Some people have the impression that Britons first went to Menorca with the popularity of the 20th century-style Menorca holiday.
In fact, in the 18th century, many Britons were very familiar with the island over a period of 100 years or more – though sadly not exactly in a holiday context. Britain seized the island in 1708 during a war with Spain and France. It was considered critically important to British interests due to Mahon’s magnificent natural harbour.
Over the next century, the British lost and re-took the island twice before finally handing it back to Spain early in the 19th century, by which time its strategic naval importance had declined. During that lengthy period, many generations of British military personnel would have become very much enamoured of the island’s charm and they indeed left a lasting legacy themselves on Menorca.

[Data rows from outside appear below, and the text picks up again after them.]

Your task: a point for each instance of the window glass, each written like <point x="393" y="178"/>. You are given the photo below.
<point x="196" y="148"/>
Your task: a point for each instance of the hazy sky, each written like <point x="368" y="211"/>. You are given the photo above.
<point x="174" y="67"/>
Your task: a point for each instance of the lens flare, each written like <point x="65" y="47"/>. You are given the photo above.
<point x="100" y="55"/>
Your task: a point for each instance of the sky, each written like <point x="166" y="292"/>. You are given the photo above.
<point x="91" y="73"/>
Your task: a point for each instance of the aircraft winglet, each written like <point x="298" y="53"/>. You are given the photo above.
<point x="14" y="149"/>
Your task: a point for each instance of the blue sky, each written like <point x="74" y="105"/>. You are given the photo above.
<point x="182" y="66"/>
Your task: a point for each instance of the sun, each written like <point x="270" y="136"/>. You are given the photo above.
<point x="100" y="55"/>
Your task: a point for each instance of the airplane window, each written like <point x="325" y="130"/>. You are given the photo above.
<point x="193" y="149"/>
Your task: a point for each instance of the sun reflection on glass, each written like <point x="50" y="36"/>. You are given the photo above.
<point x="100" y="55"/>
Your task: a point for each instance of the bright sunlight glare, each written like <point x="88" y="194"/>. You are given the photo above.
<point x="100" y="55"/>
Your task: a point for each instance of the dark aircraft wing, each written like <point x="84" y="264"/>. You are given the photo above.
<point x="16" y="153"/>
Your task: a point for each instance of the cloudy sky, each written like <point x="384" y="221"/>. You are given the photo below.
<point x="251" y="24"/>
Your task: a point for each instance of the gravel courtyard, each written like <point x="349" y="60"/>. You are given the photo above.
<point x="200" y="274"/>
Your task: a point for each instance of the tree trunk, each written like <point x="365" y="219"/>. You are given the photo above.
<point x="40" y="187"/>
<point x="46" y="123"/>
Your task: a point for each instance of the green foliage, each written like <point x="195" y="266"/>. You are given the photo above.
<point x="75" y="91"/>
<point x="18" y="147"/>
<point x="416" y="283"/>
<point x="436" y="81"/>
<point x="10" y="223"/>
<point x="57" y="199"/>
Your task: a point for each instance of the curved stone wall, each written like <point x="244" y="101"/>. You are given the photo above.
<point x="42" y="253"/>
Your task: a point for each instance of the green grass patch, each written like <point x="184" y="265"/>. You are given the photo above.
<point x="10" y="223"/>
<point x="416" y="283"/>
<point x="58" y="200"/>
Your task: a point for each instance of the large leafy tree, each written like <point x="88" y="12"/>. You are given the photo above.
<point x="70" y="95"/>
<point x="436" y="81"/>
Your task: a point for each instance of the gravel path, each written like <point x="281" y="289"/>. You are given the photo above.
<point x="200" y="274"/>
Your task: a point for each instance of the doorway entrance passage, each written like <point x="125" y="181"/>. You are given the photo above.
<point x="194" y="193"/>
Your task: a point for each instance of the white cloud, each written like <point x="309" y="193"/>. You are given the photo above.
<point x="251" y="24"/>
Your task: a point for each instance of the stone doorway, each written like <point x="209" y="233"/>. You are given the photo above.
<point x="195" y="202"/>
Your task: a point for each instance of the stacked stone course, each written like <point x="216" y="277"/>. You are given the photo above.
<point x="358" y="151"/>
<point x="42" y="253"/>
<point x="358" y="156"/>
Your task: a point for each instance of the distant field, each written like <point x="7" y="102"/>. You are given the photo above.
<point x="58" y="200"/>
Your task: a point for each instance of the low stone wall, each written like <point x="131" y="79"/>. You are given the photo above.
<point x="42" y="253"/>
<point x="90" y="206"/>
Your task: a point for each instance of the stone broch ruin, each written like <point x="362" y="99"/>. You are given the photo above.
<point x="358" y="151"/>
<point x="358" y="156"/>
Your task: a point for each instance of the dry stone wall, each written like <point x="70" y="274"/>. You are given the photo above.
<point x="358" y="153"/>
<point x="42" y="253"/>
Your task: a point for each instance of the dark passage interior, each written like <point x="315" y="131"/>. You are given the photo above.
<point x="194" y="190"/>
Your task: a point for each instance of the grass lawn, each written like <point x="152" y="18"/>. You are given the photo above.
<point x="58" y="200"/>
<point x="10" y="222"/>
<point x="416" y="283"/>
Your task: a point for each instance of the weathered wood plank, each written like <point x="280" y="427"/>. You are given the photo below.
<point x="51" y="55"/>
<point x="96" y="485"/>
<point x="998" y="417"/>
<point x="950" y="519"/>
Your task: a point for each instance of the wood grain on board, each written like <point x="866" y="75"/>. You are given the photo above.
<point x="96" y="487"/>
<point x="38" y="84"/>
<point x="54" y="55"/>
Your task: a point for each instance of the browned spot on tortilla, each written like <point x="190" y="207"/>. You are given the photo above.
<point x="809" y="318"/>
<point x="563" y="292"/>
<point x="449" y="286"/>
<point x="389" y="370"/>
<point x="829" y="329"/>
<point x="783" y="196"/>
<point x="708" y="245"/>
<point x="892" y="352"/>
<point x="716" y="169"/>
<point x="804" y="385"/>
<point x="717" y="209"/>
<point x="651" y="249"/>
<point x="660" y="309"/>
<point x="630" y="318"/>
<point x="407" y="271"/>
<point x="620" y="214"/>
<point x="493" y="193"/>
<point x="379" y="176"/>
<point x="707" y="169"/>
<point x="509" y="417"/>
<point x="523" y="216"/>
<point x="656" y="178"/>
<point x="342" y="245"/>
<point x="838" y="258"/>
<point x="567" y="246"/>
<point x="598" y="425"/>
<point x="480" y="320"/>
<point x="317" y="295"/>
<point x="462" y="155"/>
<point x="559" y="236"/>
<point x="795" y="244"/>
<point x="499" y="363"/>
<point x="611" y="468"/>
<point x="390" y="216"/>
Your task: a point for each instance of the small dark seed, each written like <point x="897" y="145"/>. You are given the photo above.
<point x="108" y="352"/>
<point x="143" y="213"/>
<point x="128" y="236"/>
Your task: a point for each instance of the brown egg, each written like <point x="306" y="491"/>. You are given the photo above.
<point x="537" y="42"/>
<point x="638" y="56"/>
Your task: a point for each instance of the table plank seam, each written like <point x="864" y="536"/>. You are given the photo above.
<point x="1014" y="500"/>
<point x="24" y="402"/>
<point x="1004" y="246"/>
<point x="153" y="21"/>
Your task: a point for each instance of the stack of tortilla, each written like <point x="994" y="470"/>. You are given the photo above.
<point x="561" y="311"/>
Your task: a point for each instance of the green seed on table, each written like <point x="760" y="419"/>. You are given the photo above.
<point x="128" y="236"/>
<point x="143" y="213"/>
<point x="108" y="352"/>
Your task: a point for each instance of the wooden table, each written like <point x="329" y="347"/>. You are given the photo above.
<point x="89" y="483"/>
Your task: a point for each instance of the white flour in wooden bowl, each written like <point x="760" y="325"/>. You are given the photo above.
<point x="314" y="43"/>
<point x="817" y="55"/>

Today in the local dialect you’ll find words such as:
- Winders – used for the Georgian sash windows still found in some houses;
- Saydbors – sideboards;
- Bifi – beef;
- Grevi – gravy;
- Xumaquer – Shoemaker.
You can see many other examples of that legacy in things such as the architecture of buildings and even cuisine (Menorcan chefs tend to use more dairy produce than other Balearic islanders). Today, around 5% of the island’s permanent population is British, though times on the island are noticeably quieter than in the 18th century! It is a marvellous destination and many visitors are notably reluctant to consider going back home at the end of their Menorca holiday. You might end up being one of them!